There are plenty of ways to measure the health of a college football program.
You can look at recruiting rankings, transfer classes, returning production, coaching stability, national perception, or even the vibes coming out of the athletic department as a whole.
What’s striking about Ole Miss right now is that every one of those indicators is pointing in the same direction.
Up.
ESPN made that pretty clear Tuesday morning when it released its future power rankings and slotted Ole Miss at No. 12. That put the Rebels ahead of schools like Oklahoma, USC, Michigan, Tennessee and Florida.
That’s not a courtesy ranking. That’s not a nod to last year’s playoff run. That’s a national outlet saying the Rebels are built to stay in the conversation for years, not months.
And honestly, it tracks.
Start with recruiting and, you need only see the news earlier today for great examples.
Ole Miss is in the thick of it with five-star running back David Gabriel Georges, who visits Oxford this weekend after stops at Ohio State and Tennessee. That’s the kind of recruitment Ole Miss used to watch from a distance. Now the Rebels are in the ring, throwing punches with the biggest brands in the sport.
Then there’s Alvin Mosley, the four-star wideout who left his official visit talking like someone who sees a real future in Oxford.
Add in the flips (Tra’Von Hal and Darrell Mattison), the momentum, and a 2027 class that already sits inside the top 20 across the major services, and you start to see why the long term outlook looks so strong.

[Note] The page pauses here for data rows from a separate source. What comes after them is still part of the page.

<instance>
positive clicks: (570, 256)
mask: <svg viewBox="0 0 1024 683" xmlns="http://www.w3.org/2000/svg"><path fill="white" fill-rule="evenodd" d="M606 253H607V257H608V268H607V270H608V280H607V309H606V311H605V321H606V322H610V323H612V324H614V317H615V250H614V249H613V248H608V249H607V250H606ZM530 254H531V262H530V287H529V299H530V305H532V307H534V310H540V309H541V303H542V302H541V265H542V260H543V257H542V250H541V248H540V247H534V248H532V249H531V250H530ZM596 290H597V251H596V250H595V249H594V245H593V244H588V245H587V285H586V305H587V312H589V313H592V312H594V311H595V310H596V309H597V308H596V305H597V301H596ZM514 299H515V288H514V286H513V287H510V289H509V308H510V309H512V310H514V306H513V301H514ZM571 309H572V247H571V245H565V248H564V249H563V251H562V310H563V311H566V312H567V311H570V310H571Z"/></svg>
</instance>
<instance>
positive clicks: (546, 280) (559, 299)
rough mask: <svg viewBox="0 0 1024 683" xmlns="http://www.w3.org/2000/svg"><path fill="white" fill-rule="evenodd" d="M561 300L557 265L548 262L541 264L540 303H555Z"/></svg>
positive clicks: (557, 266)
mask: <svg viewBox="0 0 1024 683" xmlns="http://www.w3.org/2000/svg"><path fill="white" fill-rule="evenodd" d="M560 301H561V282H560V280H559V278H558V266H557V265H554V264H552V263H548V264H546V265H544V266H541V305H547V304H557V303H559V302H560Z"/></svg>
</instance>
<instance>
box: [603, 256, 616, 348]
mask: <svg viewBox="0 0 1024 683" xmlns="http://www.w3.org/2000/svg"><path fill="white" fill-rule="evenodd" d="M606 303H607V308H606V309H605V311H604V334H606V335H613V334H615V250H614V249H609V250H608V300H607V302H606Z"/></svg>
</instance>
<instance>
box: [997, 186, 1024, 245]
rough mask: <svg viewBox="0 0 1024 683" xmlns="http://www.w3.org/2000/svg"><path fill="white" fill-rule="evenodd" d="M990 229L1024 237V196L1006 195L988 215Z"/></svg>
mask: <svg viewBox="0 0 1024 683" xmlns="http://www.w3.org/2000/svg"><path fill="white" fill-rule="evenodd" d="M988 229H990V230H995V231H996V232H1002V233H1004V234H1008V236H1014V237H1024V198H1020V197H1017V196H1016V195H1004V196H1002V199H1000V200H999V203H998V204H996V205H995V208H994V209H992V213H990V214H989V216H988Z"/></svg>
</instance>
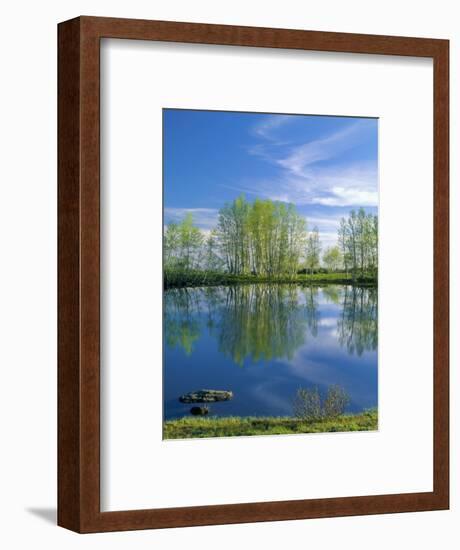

The transfer portal hasn’t hurt either. Pete Golding rebuilt the roster with one of the highest ranked portal classes in the country, and they did it without sacrificing continuity. That’s how you end up with a roster that returns Kewan Lacy, Trinidad Chambliss, Suntarine Perkins, Will Echoles and a long list of others who have already proven they can win at a high level.
That’s also how you end up being talked about as a legitimate national title contender this fall. Not a dark horse. Not a fun story. A real contender.
And the off field momentum matters too.
Lacy becoming the first Ole Miss athlete to land on the cover of a EA Sports College Football video game is more than a cool moment. It’s a branding milestone.
Every kid who picks up the game will see an Ole Miss player staring back at them. That’s the kind of exposure you can’t buy.
Former coach Lane Kiffin hasn’t exactly been shy about keeping Ole Miss in the spotlight either. Every interview, every podcast, every national appearance seems to include a reminder that the Rebels are living rent free in his head, showing they’re relevant and they’re not going anywhere. Other coaches have said a few things, too.
And if you want to zoom out even further, look at the athletic department as a whole. Baseball is back in Omaha. Softball has been competitive. Basketball is trending upward. The entire place feels like it’s moving in the same direction, and football is the engine pulling the train.
Put all of that together and you get a future so bright you might need those special eclipse glasses just to look at it.
Ole Miss isn’t hoping to matter anymore. Ole Miss does matter. And the next few years might be the clearest proof yet.